5. Stable Distributions of Charge.
Although static (constant shape) distributions of charge (e.g. spherical shells of charge) are routinely discussed in electromagnetic texts, the simple truth is that Maxwell’s equations rule out the prospect of any charge increment being in equilibrium in an electrostatic field. (See for example Sands’ discussion in chapter 5 of The Feynman Lectures on Physics, V2.) According to Maxwellian theory alone, the very distributions so routinely discussed in the literature would quickly disperse in the real world.
A legitimate question is whether some dynamic arrangement would maintain its shape in time. In the case of moving charge there are also magnetic fields and forces. Is there, for example, some Gordian knot of circulating line charge that would not change its contour with time? Even with the advent of super computers, no such systems have been found. Evidently a given distribution of charge/current can be held constant only by introducing something extra-Maxwellian.
One of the intriguing extra-Maxwellian candidates has been magnetic charge. Rigorously speaking the equation "div B = 0" rules out magnetic charge. And to be sure none has been found. But experimentally speaking this implies that if magnetic charges (of both signs) do exist, they are invariably so tightly bound that a positive or negative one can never be isolated.
In any case, Fig. 5_1 depicts a circular, negative, spinning line charge situated between two magnetic point charges, q+’ and q-‘. The circular line charge’s spin vector is in the negative y-direction, so that its magnetic dipole moment points toward positive y.
Figure 5_1
A Stable System
The stability of the system depicted in Fig. 5_1 might be qualitatively described as follows. The opposite sign magnetic charges attract one another, but each also experiences a force in the opposite direction in the spinning line charge’s magnetic field. The right combination of charge magnitudes, magnetic charge separation and spinning line charge angular rate should hypothetically result in a net zero force on either magnetic charge.
Similarly every charge increment in the negative current loop experiences an electric force away from the origin, in the electrostatic field of the overall loop. But the magnetic field of the magnetic charges points in the negative y-direction at all points on the spinning line charge, and hence every charge increment also experiences a magnetic force toward the origin. Again the idea is that the net incremental force on every loop charge increment is zero.
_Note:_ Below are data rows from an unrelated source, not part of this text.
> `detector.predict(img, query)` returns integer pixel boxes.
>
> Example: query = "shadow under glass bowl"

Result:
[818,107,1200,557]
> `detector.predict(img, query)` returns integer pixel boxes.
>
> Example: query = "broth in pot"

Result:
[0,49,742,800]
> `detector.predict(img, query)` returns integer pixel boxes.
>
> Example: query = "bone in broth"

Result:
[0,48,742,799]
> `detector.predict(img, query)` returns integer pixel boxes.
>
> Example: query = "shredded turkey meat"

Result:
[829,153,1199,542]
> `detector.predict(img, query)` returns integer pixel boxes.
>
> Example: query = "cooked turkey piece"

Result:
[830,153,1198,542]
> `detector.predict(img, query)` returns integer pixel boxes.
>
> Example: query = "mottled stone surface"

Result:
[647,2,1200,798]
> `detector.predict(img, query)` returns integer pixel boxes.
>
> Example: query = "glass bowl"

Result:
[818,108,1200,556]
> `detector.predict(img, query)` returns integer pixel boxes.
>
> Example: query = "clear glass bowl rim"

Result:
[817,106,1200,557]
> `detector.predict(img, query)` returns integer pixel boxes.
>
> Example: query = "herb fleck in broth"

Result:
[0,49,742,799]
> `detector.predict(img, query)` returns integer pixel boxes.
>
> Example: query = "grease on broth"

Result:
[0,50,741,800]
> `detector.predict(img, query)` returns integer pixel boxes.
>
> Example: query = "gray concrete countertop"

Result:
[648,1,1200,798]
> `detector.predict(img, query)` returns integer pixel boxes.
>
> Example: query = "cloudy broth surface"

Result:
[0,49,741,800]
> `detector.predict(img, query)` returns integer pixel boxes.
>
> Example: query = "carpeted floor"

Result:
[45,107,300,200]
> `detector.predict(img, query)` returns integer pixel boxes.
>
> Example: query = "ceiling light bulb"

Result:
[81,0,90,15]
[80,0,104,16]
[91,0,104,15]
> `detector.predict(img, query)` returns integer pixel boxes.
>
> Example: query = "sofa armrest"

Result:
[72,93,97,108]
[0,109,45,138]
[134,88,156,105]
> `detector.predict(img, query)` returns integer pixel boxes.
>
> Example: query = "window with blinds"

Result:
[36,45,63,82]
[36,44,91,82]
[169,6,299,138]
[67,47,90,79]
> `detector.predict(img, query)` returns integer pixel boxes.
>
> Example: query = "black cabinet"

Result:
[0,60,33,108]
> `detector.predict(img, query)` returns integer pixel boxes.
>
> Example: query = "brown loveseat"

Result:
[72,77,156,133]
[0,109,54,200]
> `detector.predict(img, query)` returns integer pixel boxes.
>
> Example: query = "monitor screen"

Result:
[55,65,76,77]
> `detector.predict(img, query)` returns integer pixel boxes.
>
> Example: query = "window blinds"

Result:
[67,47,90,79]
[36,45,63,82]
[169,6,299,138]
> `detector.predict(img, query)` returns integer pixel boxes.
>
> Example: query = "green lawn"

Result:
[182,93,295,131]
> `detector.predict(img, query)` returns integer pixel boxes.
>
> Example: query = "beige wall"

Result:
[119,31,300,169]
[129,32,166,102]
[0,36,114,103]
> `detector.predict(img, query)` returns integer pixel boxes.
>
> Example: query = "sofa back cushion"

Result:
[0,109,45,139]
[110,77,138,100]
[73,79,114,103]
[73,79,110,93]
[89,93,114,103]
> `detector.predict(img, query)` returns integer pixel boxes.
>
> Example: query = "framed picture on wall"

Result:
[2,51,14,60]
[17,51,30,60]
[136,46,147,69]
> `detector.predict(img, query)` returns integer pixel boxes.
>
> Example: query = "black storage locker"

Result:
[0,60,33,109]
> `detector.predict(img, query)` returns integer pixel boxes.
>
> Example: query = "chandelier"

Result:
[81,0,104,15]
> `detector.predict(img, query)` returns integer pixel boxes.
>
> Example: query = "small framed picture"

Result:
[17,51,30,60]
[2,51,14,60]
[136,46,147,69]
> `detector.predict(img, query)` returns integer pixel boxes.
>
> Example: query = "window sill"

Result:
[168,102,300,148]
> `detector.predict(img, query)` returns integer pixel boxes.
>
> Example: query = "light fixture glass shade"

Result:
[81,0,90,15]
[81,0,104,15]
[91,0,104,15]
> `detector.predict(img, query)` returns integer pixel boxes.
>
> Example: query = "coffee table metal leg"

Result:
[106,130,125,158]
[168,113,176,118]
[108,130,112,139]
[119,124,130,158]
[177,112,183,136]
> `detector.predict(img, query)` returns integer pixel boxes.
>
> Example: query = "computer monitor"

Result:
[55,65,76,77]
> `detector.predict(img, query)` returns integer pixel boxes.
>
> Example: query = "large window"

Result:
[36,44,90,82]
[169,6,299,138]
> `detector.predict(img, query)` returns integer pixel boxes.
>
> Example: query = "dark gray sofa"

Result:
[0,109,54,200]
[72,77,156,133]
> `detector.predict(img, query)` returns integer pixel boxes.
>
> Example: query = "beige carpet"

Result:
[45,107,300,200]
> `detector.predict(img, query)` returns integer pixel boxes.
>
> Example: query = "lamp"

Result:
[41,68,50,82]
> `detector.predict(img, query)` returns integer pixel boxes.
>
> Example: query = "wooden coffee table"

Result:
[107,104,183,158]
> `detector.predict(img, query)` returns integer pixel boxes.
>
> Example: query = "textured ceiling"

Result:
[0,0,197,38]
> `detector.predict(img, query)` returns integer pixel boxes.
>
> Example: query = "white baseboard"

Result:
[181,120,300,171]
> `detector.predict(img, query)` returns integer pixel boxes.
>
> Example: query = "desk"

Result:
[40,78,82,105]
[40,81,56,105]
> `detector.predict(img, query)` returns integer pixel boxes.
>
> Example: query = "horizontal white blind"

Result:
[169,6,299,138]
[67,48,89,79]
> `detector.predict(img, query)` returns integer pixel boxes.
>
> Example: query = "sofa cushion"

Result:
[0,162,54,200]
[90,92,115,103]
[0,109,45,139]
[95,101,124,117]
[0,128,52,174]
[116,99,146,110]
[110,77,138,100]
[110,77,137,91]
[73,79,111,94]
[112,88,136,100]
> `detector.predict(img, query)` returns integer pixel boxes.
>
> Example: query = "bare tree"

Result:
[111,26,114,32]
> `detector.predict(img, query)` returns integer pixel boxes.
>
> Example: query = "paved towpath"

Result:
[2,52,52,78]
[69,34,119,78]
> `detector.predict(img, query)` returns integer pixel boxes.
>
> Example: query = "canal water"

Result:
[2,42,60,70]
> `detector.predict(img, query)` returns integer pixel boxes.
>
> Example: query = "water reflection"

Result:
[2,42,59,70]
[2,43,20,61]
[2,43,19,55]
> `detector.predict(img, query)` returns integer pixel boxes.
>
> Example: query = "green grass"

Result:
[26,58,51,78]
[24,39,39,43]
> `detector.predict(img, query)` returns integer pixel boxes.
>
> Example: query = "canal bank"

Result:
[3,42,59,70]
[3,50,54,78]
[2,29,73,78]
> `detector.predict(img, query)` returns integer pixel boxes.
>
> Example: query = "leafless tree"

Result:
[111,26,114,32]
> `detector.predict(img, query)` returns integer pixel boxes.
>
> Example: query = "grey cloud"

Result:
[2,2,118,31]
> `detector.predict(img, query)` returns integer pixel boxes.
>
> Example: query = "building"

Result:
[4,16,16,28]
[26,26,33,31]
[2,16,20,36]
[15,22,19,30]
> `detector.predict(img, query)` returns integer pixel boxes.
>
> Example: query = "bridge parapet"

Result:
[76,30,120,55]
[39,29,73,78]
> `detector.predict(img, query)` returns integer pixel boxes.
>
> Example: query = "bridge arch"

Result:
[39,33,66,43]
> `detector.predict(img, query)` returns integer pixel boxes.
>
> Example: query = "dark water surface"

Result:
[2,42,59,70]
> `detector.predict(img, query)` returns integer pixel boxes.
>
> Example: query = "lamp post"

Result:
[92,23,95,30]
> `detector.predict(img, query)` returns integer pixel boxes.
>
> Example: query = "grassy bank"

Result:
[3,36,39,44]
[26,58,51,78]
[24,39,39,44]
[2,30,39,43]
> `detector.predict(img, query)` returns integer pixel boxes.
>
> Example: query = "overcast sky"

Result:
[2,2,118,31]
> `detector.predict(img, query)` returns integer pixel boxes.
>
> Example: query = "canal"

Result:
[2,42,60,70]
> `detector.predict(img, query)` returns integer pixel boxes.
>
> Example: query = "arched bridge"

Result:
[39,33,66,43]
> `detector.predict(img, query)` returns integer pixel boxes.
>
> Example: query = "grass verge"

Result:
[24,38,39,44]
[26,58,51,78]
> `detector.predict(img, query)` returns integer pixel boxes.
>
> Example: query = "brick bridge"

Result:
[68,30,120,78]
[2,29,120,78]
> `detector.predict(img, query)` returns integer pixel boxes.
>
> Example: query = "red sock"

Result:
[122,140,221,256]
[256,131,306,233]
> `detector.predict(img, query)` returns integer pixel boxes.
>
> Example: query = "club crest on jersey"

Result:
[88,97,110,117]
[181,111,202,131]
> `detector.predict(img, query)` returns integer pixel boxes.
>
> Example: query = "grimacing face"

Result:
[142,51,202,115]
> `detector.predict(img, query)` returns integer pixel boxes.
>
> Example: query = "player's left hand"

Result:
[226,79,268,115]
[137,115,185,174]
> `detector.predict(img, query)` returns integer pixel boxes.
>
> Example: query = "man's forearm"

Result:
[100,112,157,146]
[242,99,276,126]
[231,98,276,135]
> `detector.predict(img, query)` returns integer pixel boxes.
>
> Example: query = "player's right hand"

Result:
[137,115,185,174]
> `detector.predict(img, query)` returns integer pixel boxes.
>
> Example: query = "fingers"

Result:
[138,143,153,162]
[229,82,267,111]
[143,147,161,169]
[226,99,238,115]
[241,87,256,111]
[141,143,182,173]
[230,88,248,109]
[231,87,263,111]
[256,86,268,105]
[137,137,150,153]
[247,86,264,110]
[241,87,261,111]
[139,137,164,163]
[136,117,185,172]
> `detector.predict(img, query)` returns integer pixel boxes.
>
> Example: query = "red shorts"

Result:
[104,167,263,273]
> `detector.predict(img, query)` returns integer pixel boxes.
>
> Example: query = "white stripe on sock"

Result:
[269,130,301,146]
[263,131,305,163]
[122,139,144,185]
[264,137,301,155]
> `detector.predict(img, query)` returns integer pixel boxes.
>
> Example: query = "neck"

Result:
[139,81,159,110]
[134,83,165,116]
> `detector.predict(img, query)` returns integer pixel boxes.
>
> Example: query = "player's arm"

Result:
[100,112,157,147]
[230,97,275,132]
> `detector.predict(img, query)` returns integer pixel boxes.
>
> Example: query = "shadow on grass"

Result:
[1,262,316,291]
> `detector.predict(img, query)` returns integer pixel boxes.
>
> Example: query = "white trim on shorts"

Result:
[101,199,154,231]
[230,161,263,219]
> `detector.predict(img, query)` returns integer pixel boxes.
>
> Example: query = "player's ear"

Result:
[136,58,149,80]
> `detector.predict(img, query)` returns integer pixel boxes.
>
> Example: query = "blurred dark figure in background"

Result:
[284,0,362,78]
Of historic note is Dirac’s demonstration that the quantization of electric charge theoretically implies the existence of magnetic charge. And to be sure, charge is quantized in increments of 1.6E-19 coulombs (or 1/3 this amount in the case of quarks). Equally certain is the fact that if magnetic charges exist in electrons, etc., then they are separated by very small distances (and the radii of current loops are very small). The unanswered question is, how do we open an electron up (if that is possible) and see what, if anything, is going on inside?